All these gains bear strongly on the key question of who is to be given charge of governing ad rebuilding the New Iraq.
The Americans have been set back by the jumble of political, religious, ethnic and tribal impediments to setting up a functioning, democratic administration. Sketching the broad factions making up Iraqi society indicates the scale of the problem.
The Shiites: American strategists have been initially successful in stabilizing the potential for strife inherent in Iraq’s 14 million Shiites, who form close to 60 percent of the population, and pushing aside the Iranian arm reaching out for positions of influence in the community. However, these successes sufficed to demonstrate that years will be needed to bring democracy. There are two innate problems: 1. The Shiites accept democracy in its most literal form of one man, one vote, because it would take them straight to the helm of government in Baghdad. 2. The community is deeply divided among the various hawaz (religious courts or authorities), each headed by a senior cleric.
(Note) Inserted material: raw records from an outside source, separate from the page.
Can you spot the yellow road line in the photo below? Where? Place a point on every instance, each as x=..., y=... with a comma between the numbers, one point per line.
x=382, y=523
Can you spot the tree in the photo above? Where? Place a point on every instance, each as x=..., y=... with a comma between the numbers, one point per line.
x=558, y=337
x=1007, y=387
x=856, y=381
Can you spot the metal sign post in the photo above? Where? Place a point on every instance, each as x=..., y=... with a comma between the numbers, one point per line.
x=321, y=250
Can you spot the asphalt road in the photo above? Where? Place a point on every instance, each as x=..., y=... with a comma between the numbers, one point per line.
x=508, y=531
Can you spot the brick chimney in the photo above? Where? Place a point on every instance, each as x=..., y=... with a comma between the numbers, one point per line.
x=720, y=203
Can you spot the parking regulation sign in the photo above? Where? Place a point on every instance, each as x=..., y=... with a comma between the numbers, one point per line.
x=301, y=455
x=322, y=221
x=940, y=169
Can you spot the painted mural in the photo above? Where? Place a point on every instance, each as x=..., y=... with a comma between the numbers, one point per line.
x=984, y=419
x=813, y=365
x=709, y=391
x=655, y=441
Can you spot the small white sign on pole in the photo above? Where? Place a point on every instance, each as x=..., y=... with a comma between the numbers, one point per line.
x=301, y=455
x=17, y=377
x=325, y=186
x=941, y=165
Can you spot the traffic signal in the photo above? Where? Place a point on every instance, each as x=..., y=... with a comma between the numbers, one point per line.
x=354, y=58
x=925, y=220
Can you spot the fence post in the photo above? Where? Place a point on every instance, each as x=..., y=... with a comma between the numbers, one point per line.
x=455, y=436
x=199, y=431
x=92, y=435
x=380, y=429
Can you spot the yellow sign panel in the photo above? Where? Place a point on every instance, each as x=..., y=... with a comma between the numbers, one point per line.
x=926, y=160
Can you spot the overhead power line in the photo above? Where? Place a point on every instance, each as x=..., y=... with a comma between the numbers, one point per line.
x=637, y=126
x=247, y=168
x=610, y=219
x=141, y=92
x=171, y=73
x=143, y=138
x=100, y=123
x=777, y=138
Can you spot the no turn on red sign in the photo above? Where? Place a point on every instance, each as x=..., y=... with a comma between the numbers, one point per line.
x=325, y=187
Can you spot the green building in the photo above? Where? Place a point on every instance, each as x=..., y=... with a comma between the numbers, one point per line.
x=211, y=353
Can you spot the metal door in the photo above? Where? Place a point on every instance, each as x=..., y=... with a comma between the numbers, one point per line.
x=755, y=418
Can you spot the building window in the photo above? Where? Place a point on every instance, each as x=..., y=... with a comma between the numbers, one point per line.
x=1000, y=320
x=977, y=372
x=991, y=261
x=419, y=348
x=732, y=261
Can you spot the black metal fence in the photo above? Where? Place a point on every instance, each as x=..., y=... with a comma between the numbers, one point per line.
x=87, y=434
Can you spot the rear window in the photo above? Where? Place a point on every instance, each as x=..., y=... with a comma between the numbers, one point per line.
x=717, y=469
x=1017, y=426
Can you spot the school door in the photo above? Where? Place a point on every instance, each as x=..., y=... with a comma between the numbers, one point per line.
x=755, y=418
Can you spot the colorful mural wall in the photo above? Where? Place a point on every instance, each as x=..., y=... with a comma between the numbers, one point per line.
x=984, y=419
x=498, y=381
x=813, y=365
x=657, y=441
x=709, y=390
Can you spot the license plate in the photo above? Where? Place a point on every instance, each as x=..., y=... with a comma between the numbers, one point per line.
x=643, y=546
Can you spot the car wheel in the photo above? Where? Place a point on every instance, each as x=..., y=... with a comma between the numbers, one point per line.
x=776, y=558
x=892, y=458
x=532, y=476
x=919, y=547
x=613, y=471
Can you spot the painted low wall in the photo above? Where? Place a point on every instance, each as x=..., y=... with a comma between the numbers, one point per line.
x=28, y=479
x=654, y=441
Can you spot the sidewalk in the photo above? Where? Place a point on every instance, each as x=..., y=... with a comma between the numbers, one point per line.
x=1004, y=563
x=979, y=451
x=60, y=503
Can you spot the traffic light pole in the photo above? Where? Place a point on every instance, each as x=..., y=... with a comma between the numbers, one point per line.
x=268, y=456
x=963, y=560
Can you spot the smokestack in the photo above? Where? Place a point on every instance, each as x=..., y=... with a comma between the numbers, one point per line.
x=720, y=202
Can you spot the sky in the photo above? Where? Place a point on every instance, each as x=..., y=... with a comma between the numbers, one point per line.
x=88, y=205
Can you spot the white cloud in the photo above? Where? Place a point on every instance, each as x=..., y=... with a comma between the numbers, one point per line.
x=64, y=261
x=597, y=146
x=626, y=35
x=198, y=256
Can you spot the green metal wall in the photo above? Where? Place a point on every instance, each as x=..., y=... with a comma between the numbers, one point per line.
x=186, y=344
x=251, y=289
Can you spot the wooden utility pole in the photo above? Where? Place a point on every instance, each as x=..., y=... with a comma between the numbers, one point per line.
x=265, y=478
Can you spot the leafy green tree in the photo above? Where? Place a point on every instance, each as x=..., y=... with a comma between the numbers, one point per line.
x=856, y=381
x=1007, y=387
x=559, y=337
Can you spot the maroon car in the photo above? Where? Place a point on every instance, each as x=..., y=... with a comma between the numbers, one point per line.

The Shiites, unlike the Sunnis or Jews, maintain a form of democracy that allows the individual believer to choose the hawaz he follows. This freedom of choice is called taqalib. With this degree of autonomy, it is hard to see how the different hawaz leaders can be persuaded to come together on the form their representation will take in the future central federal government.
The Kurds: The two leading factions, Jalal Talabani’s Patriotic Union of Kurdistan – PUK and Masoud Barzani’s Kurdish Democratic Party – KDP, have planted themselves squarely in the two northern oil cities of Mosul and Kirkuk and are proving difficult for the Americans to dislodge. US forces are also finding it hard to stop the armed clashes between the Kurds and the local Arab Sunni tribal militias, many of whom colonized Kurdish areas as part of Saddam Hussein’s Arabization program. It is hardest of all to deter Turkey from joining the fray in northern Iraq with a view to grabbing the oil fields on the pretext of aiding the Turkoman minority. As in the south, pacification is likely to be a protracted process.
Although no American official has said a word on the subject – interim US administrator retired general Jay Garner certainly never raised this option at the second gathering he called of prominent Iraqis this week – it is beginning to look as though the only organized Iraqi force that does not need to be pacified and is capable of getting down without delay to the tasks of restoring order and reconstruction may turn out to be the thousands of Iraqi generals, their subordinates and men, who shed their uniforms in the war and went home.
The conscription of Iraqi ex-soldiers army for national tasks would necessitate:
A. Vetting and sorting an extremely large body of men to unearth those with potential for becoming efficient civil servants and to weed out Saddam loyalists.
B. Keeping them out of reach of Saddam and his sons.
C. Teaching them to work within the democratic structures Washington is charting for post-war Iraq.
D. Gradually preparing Iraq’s ethnic and religious communities for integration in the national ruling administration.